Alkaline water is water with a pH higher than 7, typically ranging from 8 to 9.5. On the pH scale, which runs from 0 (most acidic) to 14 (most alkaline), regular tap water sits around 7, or neutral. Alkaline water gets its higher pH either from naturally occurring minerals or from an artificial process that alters the water’s chemistry.
How Alkaline Water Is Made
There are two main ways alkaline water ends up in your glass. The first is natural: water flows through rock formations and picks up minerals like calcium, magnesium, and potassium along the way. Some artesian springs produce water with a naturally elevated pH and dissolved bicarbonate. This is the kind of alkaline water that has existed for as long as people have been drinking from mineral springs.
The second method is electrolysis, sometimes marketed as “ionized” water. A device called a water ionizer runs an electrical current through tap water, separating it into two streams. One stream concentrates hydroxide ions, raising the pH. The other stream becomes more acidic and is discarded. Bottled alkaline water sold in stores may also simply have minerals like calcium and magnesium added after purification to bump up the pH.
What the Science Says About Benefits
Most health claims around alkaline water are either preliminary or based on lab and animal studies that haven’t been confirmed in people. That said, a few specific findings are worth knowing about.
The strongest lab evidence involves acid reflux.
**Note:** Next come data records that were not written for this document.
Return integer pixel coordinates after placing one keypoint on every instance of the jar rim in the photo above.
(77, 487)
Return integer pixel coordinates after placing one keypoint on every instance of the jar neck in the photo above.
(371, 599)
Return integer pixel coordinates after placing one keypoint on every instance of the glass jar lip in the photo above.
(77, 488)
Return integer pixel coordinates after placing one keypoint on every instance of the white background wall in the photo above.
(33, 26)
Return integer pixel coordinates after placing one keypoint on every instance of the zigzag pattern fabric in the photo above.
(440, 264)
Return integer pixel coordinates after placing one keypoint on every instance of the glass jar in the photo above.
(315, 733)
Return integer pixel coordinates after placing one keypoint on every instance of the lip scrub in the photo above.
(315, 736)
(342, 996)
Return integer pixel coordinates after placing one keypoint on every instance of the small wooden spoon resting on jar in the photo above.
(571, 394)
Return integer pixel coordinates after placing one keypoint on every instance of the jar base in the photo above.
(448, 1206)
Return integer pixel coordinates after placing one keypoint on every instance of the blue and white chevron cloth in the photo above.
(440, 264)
A 2012 study found that water with a pH of 8.8 permanently inactivated pepsin, the stomach enzyme that damages throat and esophageal tissue during reflux episodes. Regular drinking water doesn’t do this. The implication is that alkaline water could be a useful addition to reflux management, though large-scale human trials haven’t followed up on this finding.
A study on hydration measured blood viscosity (how thick and slow-moving your blood is) in healthy adults after exercise-induced dehydration. Those who drank electrolyzed high-pH water saw their blood viscosity drop by 6.3%, compared to 3.36% with standard purified water. That difference was statistically significant. However, every other hydration marker the researchers checked, including plasma concentration, body water content, and body mass change, showed no difference between the two groups. So the water rehydrated people equally well by most measures.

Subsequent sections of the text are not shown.